Nastaliq Urdu to Informal Romanized Urdu Transliteration Using a Language Transformer

Description

The project is about romanizing Urdu written in Nastaliq scipt. Though a formal system for romanizing nastaliq urdu exists, it uses characters other than the 26 letters of the latin alphabet. Moreover, on the internet nastaliq is often romanized using only the 26 letters of the roman alphabet without the use of formal rules. I wanted transliterate it into the core 26 latin characters to help with langauge learning. In this project I built a transformer model to accomplish this task. This github repository contains the code to preprocess the data, train a simple language transformer model, and containerize the model by using Docker.

Installation

Install anaconda and make an anaconda environment. Make sure pip is installed and that you are using Python 3.11. Activate the anaconda environment and run:

python -m pip install --user -r requirements.txt

Set up the file structure

Make the following folders:.
├── data                            
│   ├── raw                         # Raw data from the Dakshina dataset and roman urdu parl go here
│   ├── preprocessed                # After preprocessing, the data will live here
│   └── tokenizers                  # Tokenizer files live here after preprocessing
└── input
│   ├── in_text                     # Folder that will contain the nastaliq_urdu.json file, i.e. the new data that we want to get romanized. This folder will be mounted to the docker container
└── output
│   ├── transliteration             # Folder that contains the transliterated output from the transformer models after inference. Will be a .json file with this structure: [{'nastaliq': ..., 'roman': ...}, ...]
└── weights                         # checkpoints folder for saved models
│   ├── tmodel_##.pt               
└── runs                            # Folder that contains the tensorboard files.
│   ├── file.ckpt               
└── src                             # Source code
│   ├── tmodel_##.pt               

Get & Clean the Data

We use two different data sources in this project:

  1. The Dakshina Dataset(paper, data)
  2. Roman Urdu Parl (paper, data)

Make a folder called "data/raw/" and put the urdu.txt and roman-urdu.txt files from the Roman Urdu Parl dataset in it. Next, in the Dakshina dataset go to the "ur/romanized" folder and copy the files ur.romanized.rejoined.dev.native.txt, ur.romanized.rejoined.dev.roman.txt, ur.romanized.rejoined.test.native.txt, and ur.romanized.rejoined.test.roman.txt to "data/raw/".
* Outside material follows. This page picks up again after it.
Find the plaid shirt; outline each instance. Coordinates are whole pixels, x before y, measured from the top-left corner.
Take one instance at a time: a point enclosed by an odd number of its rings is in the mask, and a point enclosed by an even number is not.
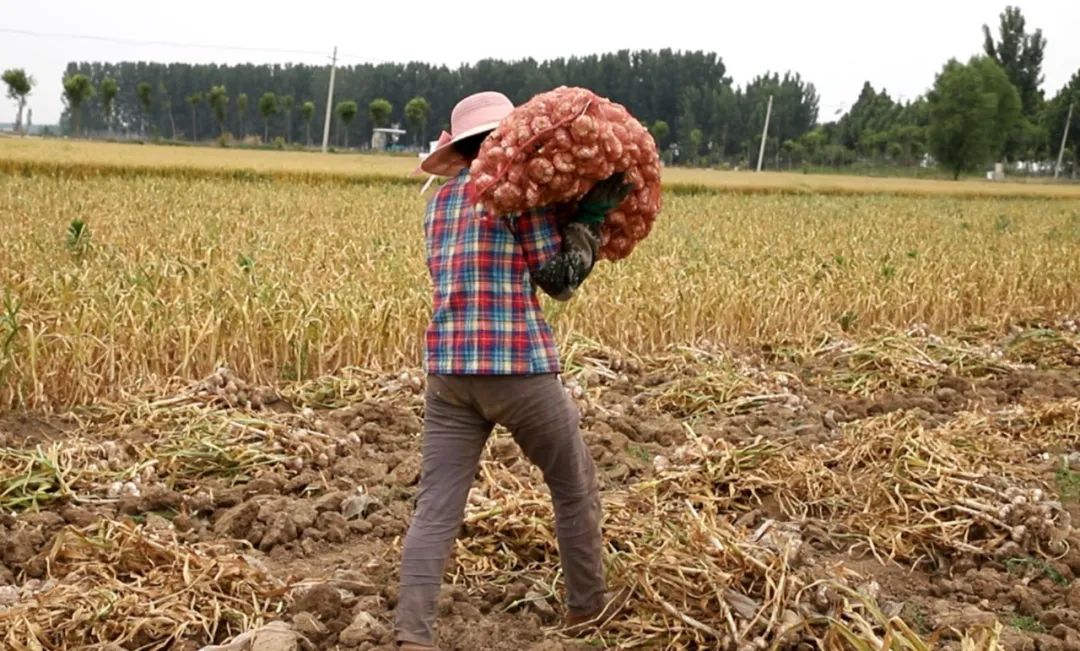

To clean the data run the following command:

python main.py --mode=preprocess

A preprocessed folder should now appear in the data folder with the cleaned dataset (about 2.7 GB)

Train the model

Make sure you have a GPU with about 12 GB of VRAM and at least 12 GB RAM. My results were obtained by using a computer with an NVIDIA Geforce RTX 3060, 16 GB of RAM, and an Intel i5-6600K CPU running Linux 23.04 Lunar. Make sure you have your environment set up and have preprocessed the data. Run the following command:

python main.py --mode=train

It should start training and it takes about 3 hours per epoch. All the hyperparameters can be found in the main.py file. The tensorboard logs can be found in the "runs" folder, the models can be found in the "weights" folder.

Containerize

Make sure that you have trained the model. Make the following folders:

  • input/in_text
  • output/transliteration
  • data/tokenizers

Make sure Docker is installed. Within the docker container, input data will be mounted to "opt/algorithm/input/in_text/nastaliq_urdu.json", the output folder will be mounted to "opt/algorithm/output/transliteration". Remove any of the weights that you don't want to use to save disc space. Run the following commands:

sudo docker build . -t urdu_transliteration

To run the model make sure you save your data in a .json file and put it into the "opt/algorithm/input/in_text/" folder. Make sure to save it as a json file as a list of dicts: [{'nastaliq': ...}, ...]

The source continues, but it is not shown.